Placé en résidence surveillée, Thomas Sankara a été exfiltré discrètement pour être envoyé à Pô par des éléments du centre national d’entraînement commando (CNEC), selon le général Gilbert Diendéré (lieutenant au moment des faits, NDLR). Ce dernier a confié au tribunal militaire avoir participé à cette exfiltration, mais préfère entretenir le mystère sur le mode opératoire utilisé à l’époque.

A Pô, il a été décidé que ce serait Thomas Sankara le nouveau président après le renversement du régime du comité de salut du peuple (CSP). Boukari Lingani, lui, prendrait les rênes de l’armée. « Blaise Compaoré, lui, a décidé de rester et de garder la maison », a indiqué le général Diendéré, en faisant allusion au CNEC.

Pourtant, au cours du procès, l’ancien aide de camp de Thomas Sankara, Moussa Diallo, a raconté que Vincent Sigué lui avait fait des confidences sur un échange qu’il a eu avec Blaise Compaoré à Pô, quelques semaines avant le coup d’État. « Une fois que nous serons au pouvoir, il ne faut pas que Thomas soit président. Il est déjà fiché communiste, pro-Kadhafi… Ce n’est pas bon pour nous et pour la réussite de la révolution. Il faut que ce soit moi le président. Thomas en restera un leader charismatique, mais pas au premier plan ». Ce seraient là les mots de Blaise Compaoré à Vincent Sigué. Mais Gilbert Diendéré dit n’avoir pas eu vent de cet épisode.

Le 4 août en début d’après midi, Jean Baptiste Ouédraogo rencontre le colonel Tamini, le chef d’état-major des armées et proche de Thomas Sankara qui lui demande d’intervenir en médiateur pour apaiser les tensions au regard des informations peu rassurantes venant de Pô.

« Il (Marcel Tamini) a proposé qu’une rencontre soit organisée entre Thomas et moi au siège du chef d’Etat-Major. J’ai accepté le principe, mais j’ai souhaité que ce soit chez moi. C’est ainsi que nous nous sommes retrouvés vers 19h à mon domicile. Il y avait Thomas, Henri Zongo, Kassoum Ouédraogo, Kouamé Lougué, Marcel Tamini et moi. C’est Tamini qui a situé l’objet de la rencontre. La parole a été donnée à Thomas. Et c’est là qu’il m’a dit que le 17 mai, ce que j’ai fait n’était pas bien.
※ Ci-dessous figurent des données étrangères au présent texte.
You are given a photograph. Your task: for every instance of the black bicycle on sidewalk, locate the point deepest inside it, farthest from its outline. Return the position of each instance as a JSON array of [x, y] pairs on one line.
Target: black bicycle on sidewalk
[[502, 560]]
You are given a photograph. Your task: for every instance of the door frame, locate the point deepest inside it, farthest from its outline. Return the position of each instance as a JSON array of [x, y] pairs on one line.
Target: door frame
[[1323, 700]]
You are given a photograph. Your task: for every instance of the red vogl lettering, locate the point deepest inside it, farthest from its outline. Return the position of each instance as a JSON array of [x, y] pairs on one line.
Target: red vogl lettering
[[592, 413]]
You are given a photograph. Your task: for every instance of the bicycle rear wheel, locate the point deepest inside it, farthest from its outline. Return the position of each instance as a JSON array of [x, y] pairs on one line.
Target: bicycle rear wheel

Il a dit que j’aurais dû le soutenir plus, même si moi aussi j’étais mis en minorité. Mais il a dit qu’il demeurait patriote et qu’il était favorable à ce qu’une solution politique soit trouvée à la sortie de crise. (…) J’ai dit que s’il y avait un problème politique, il fallait qu’on y trouve une solution. S’il est militaire aussi, il en fallait de même. Et j’ai ajouté que j’étais prêt à accepter n’importe quelle solution, pourvu qu’on ne s’affronte pas, qu’on ne s’entretue pas. Même s’il fallait que je me démette afin qu’on puisse mettre en place un gouvernement d’union nationale, présidé par celui que l’armée aura choisi. C’est là que Thomas a dit que si c’était ainsi, on pouvait s’entendre », peut-on lire dans « Ma part de vérité ».
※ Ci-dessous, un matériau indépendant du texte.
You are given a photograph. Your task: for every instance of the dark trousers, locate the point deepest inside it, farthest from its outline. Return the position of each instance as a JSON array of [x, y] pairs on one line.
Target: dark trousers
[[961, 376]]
Dans la soirée, alors que le convoi s’ébranle sur Ouagadougou, les hommes du CNEC rencontrent à une cinquantaine de kilomètres de Ouagadougou un homme en mobylette qui se présente comme un messager de Thomas Sankara. « Sankara a dit à son messager de nous demander de retourner à Pô, car il avait trouvé un terrain d’entente avec le président Jean Baptiste Ouédraogo. Nous avons dit au messager de dire à Sankara que nous ne pouvons plus faire demi-tour, car si on rebrousse chemin, ce serait mieux que l’on continue au Ghana sinon on serait attaqué. L’envoyé n’a pas eu le temps d’aller rendre compte. Après avoir entendu les coups de feu, je crois que Thomas Sankara a compris que nous étions là », se souvient le général Diendéré.

Une fois à Ouagadougou, les éléments du CNEC ont occupé les différentes positions stratégiques. « C’est moi qui ai occupé la radio nationale. Et quand Sankara est arrivé pour son discours, j’ai pris le micro et j’ai dit ‘’Peuple de Haute-Volta, le capitaine Thomas Sankara te parle’’. Il m’a dit de répéter et je l’ai fait. Juste pour pour vous dire que je suis un des acteurs du coup d’Etat du 4 août 1983 », a conclu Gilbert Diendéré.